Fidelity Tells Customers It’s Shutting Down Self-Service Kiosks
Written by Evan SchumanTraditionally, when a retailer rolls out upgraded customer-facing hardware—be it an ATM, self-checkout machine or perhaps a price-checking kiosk—the chain says nothing until it has installed the new systems. Then it can discuss the benefits the new apparatus offers the customer. Fidelity Investments apparently chose to break with tradition.
This month, an electronic message started appearing on automatic deposit machines telling investors that the machines were being “decommissioned” early this year. Some store associates added that the timing would be more like May or early summer.
At first, this seemed an ordinarily unusual move, as few chains that have made the investment in self-service machines (Fidelity started rolling them out 10 years ago) bother to yank them out. But then Fidelity tried to explain the move, and what seemed merely unusual became positively surreal.
Fidelity, after being contacted, E-mailed a statement saying that “we are currently transitioning to new technology to better suit customer needs.” Fair enough, but what new technology? The company wouldn’t specify.
Fidelity spokesperson Teri Ginsburg said that the current kiosks will be removed the first half of this year and that—for an unspecified “period of time”—customers will have no automated assistance. She said that “new technology” and a “new approach” would be brought in that was “not a machine” and would be “not a direct replacement” for the self-service kiosks.
Asked why they didn’t wait for the new units, Ginsburg said the removal of the old units would make it easier to put in the new technology.
Either way, why announce to all customers—months before it’s slated to happen—that some hardware is being discontinued? What’s the point? It doesn’t help the consumer or the chain. We are waiting to hear more answers from Fidelity as to what the new approach is. Either way, this seems like a bizarre way to transition self-service approaches.
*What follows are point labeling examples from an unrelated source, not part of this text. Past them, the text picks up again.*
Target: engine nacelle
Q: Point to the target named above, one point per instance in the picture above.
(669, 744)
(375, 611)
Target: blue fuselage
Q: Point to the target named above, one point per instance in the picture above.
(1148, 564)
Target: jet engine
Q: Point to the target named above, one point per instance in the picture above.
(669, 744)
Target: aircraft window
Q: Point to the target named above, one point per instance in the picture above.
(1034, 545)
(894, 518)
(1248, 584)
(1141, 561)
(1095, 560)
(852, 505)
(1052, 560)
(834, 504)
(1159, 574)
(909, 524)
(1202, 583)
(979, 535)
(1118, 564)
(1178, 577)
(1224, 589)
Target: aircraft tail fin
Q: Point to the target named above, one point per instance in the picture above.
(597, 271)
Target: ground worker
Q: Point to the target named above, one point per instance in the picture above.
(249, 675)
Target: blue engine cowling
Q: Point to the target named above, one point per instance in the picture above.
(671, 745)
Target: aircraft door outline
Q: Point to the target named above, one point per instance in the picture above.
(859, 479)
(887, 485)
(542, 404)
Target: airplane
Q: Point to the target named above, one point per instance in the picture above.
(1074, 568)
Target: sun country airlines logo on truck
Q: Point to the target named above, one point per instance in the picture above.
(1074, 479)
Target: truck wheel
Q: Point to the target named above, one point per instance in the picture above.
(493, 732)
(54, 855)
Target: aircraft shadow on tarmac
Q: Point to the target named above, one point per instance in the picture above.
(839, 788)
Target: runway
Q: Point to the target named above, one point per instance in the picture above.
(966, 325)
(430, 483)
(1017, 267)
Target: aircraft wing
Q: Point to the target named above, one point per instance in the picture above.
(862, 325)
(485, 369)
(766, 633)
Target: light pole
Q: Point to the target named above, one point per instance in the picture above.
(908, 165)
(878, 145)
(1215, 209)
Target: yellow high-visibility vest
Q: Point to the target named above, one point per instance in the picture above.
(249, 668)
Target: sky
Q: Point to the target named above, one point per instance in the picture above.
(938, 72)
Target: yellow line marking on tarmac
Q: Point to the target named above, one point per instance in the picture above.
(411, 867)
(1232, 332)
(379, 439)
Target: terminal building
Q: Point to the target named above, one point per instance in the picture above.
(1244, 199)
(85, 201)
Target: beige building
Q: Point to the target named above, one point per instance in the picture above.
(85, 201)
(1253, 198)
February 26th, 2010 at 2:38 am
Interesting story. Evan- do you think this could be due to some sort of fraud that was happening? Did you probe on that area? When something seems to make no sense on the surface, one has to wonder what one does not know. I can easily believe there’s a new technology they want to implement, but I agree with the question you pose… why would they rip out the old one before the new one’s ready? Fishy.